Wow, pretty pithy, Quacker. You get a reasoned assessment of Climate Change, you come back with Do/Due. Gee, you must be pretty high up in a think tank somewhere with thoughts as deep as that.
Harden the fuck up, Wacky.
no deep thoughts needed to debunk bunk.
IK didn't the same thing happen when he visited China too? IIRC it was like a blizzard of epic proportions. I remember seeing a train that had been covered in snow and the local Chinese like fireman were trying to dig the thing out.
The markets can remain irrational longer than you can remain solvent. That applies to the Fed too.
No self respecting short stayed that way. I started covering down 70 and finished by down 130. Complete reversal trade and rode it up. I still expect a ppt futures prop Monday, like every Monday for the last two months now. Easy.. Crooked .. Dont call it a market. Itroofs rigged casino. Only Goldman and jpm know each spin ahead of time. The FBI and sec don't care to know...
Nikki.
Thanks for the observation ... Last down Monday was 12/07/2009 ... before that 10/26/2009. Also some of the biggest moves of the week came on Monday ... I'll look into it and report back here
is she playing with her hair regularly?
or how else do you know a top could well be in?
sry, awefull joke
That's it I'm fed up. Put the hat on take the hat off, put the hat on intake the hat off. Son of a bitch I should have never bought the dam thing.
The market turned around because both the dollar, euro and XAU completed 1 to 1 "ABC" patterns.
There was a virtual panic selling euros and buying dollars mid-morning, and after that, the buying and selling became completely exhausted.
But because of the the huge volume today in SPY, UUP, FXE, etc. odds are high that this bear move is not finished yet. We will probably gun higher Monday and Tuesday, then crash down to either retest the lows again or go even lower.
Some examples from 2008:
"Hey, I thought we bottomed!!"
"Oh, no!!! SELL SELL!!"
today was the perfect day to hypnotize and then gun it in concert to cause mass short covering. my hunch is that "they" won't let it drop below Nov. lows in order to preserve the uptrend and all the "social benefits". it's just enough to keep the short interest keen...... they can't screw anyone if they alienate everyone.
Jamie doth love his fawning behemouths
If most of the late afternoon bounce was due to short-covering, then watch Canadian stocks closely the next while.
The TSX closed up 94 points in the last 45 minutes on Friday.
Why is anyone surprised that shorts covered on Friday in a sensible manner for some and then in a herd like fashion for the rest? I mean a few of them have made some nice coin in the last few days so why not lock in some profits if day trading is your gig? Instead it gets labeled a conspiracy, the shorts are going to be crushed now by the mythical PPT (who, if they exist, would hardly be buying at these levels).

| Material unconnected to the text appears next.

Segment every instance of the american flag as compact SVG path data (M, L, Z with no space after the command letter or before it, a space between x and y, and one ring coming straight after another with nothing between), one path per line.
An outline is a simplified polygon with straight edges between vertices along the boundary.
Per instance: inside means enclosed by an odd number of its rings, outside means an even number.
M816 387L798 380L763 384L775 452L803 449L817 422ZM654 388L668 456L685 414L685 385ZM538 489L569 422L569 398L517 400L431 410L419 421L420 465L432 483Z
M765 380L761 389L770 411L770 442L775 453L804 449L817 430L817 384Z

See Occam's razor folks. Collins English Dictionary defines it as follows: n. a maxim attributed to William of Ockham, stating that in explaining something assumptions must not be needlessly multiplied. In other words the simplest explanation is more often than not the correct one.
I am not wedded to any particular investment mantra other than eclecticism and a reliance on HG's common sense which, by the way is generating a vibe similar to last April. Something has changed and risk is now shifting to the long side. Obviously investment would be easy and everyone rich if such transitions were telegraphed to the masses with great fanfare and certainty.
The most psychologically difficult thing for most people is to pull the trigger short and add near a preceived top (or conversely throw long near a bottom) even if the market moves against you for a day or two. There is still hardly a whiff of fear in the air (unless you are short it seems). Therefore being short or getting shorter is, by my way of of assessing probabilities, fundamentals and technicals, actually the most propitious course of action right now but that's just me. Ultimately the direction Monday will be insignificant in the larger scheme of things if the journey is 1080 by Wednesday and 580 by November.